Estou de volta pro meu aconchego, trazendo, na mala, bastante saudade. Achava essa música muito da linda, depois tomei um abuso, que só vendo. Não podia ouvir Dominguinhos, a carinha mais deslavada, soltando aquela vozinha açucarada, no horário de propaganda política do safado do Joaquim Francisco, PFLista, PSDBista, cria de Arenista dos infernos, que que é isso, companheiro??,  lá na minha terra, isso em mil novecentos e guaraná de rolha, a campanha era para governador do meu glorioso Estado – o Leão do Norte, me lembro como se fosse ontem. Troquei de mal com Deus, com Alceu Valença, com Dominguinhos – artista direitista enviesado na minha estrábica mira, eu ficava fula da vida, uma besteira com pedigree, hoje canso de saber. Basta um dia atrás do outro, o intervalo de uma noite parda, o tapume do palanque vira um edema só, a casa da mãe Joana, vai adensando, dilatando o taco, acomoda rato, gato, cachorro e papagaio perneta, a política é a arte do possível, uma lástima. De volta pro aconchego, tadinha, não tem nada com a política, sobrevive de doçura, de ternura, de pura beleza, me alegro na hora de regressar, parece que vou mergulhar na felicidade sem fim, óbvio ululante que fiz as pazes com ela.

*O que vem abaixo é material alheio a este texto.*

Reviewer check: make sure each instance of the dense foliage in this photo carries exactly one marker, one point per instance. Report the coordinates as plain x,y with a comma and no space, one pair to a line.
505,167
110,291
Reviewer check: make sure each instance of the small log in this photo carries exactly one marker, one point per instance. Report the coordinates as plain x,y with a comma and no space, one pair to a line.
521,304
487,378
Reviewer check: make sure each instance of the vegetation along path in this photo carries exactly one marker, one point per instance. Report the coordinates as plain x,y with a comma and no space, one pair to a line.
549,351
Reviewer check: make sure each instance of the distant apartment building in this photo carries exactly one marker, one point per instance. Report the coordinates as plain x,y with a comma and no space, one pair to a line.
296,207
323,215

A bem da verdade, a senhora bem que se embaraça no passo, pressinto, desde a primeira palavra escrevinhada. O ninho de passarinho, afinal, é carioca ou é pernambucano? É a estrada, minha amiga, é o meu lentíssimo caminhar. A tenda dos milagres estende a lona puída sobre o céu do meu destino insensato, here, there, any and everywhere. Prossigo, obstinada, intransigente, no encalço do apreço, farejo o coração de qualquer um, lançando laço, caçando tempo e espaço para o acolhedor abraço. Quando estou nos braços teus, sinto a vida descansar, quando estás nos braços meus, sinto o mundo bocejar... Aquela nuvem que passa lá em cima sou eu, mais o braseiro mambembe das fibras do meu regaço flamejante, assim seja.

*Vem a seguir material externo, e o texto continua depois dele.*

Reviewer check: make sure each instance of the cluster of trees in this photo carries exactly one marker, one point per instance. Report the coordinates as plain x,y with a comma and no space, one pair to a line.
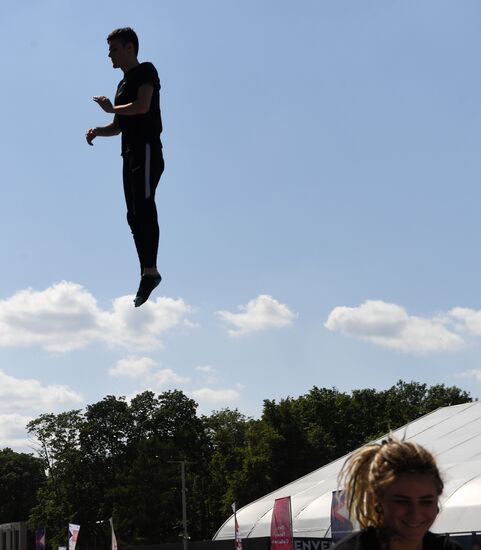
118,458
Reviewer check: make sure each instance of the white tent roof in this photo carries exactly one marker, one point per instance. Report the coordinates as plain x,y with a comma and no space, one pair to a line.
452,434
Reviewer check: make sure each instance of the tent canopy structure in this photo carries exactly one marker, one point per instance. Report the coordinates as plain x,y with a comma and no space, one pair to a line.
452,434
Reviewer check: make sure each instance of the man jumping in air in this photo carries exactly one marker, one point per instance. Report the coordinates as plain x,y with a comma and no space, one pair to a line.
137,117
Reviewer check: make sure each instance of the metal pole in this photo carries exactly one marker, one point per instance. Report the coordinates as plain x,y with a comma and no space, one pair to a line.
184,504
185,535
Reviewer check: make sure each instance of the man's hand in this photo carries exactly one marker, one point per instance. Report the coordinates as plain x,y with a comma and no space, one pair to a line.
90,135
104,103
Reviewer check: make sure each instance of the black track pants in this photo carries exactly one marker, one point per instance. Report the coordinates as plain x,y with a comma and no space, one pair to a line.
142,168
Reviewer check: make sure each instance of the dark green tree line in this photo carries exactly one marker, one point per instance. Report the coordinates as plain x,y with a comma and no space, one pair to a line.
120,459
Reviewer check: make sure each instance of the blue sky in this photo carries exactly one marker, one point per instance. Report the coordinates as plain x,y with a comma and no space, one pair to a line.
319,210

Recife continua escandalosamente glamorosa, a incontestável soberana do frevo e do maracatu, de Jaboatão dos Guararapes até Olinda, passando por baixo de todas as pontes vestidas de gala, arrasou na indumentária de fim de ano. As luzes do Recife, dessa vez, são espelhos d’água, refletem a apaziguadora claridade sobre o tapete seda dos rios, ornamentam as esplendorosas tiaras suspensas sobre as corredeiras do Capibaribe e do Beberibe, a Duarte Coelho, a Maurício de Nassau, a Princesa Isabel, a Buarque de Macedo, a Ponte Velha da minha infância, trajeto obrigatório de volta para Candeias, as imponentes estruturas de ferro ancestral incandescente, tão familiares, súbito inéditas, todas eternizadas ali, ali para depois de 21 de dezembro, ih, transcendemos a data!, rá rá rá, para depois de mim e de ti, ali para sempre, vergando ao peso da mais bela e nobre História do Brasil. Pela primeira vez, sem entender a razão da delonga, coisas do mundo, minha nêga, fiz o passeio do Catamarã, aquele barco que leva o turista para ver a cidade do ponto-de-vista do peixe, uma travessia inesquecível, um deslumbramento para a retina fatigada. Esse lugar é uma maravilha, mas, como é que faz pra sair da ilha? Pela ponte! Aprenda uma coisa, minha senhora: uma coisa é a senhora macerar seus insípidos dias, corroendo os cascos por cima do solo da ponte, outra coisa é a senhora atravessar o arco-íris da vida, velejando por baixo do abrigo dessa mesmíssima ponte, a senhora pode confiar.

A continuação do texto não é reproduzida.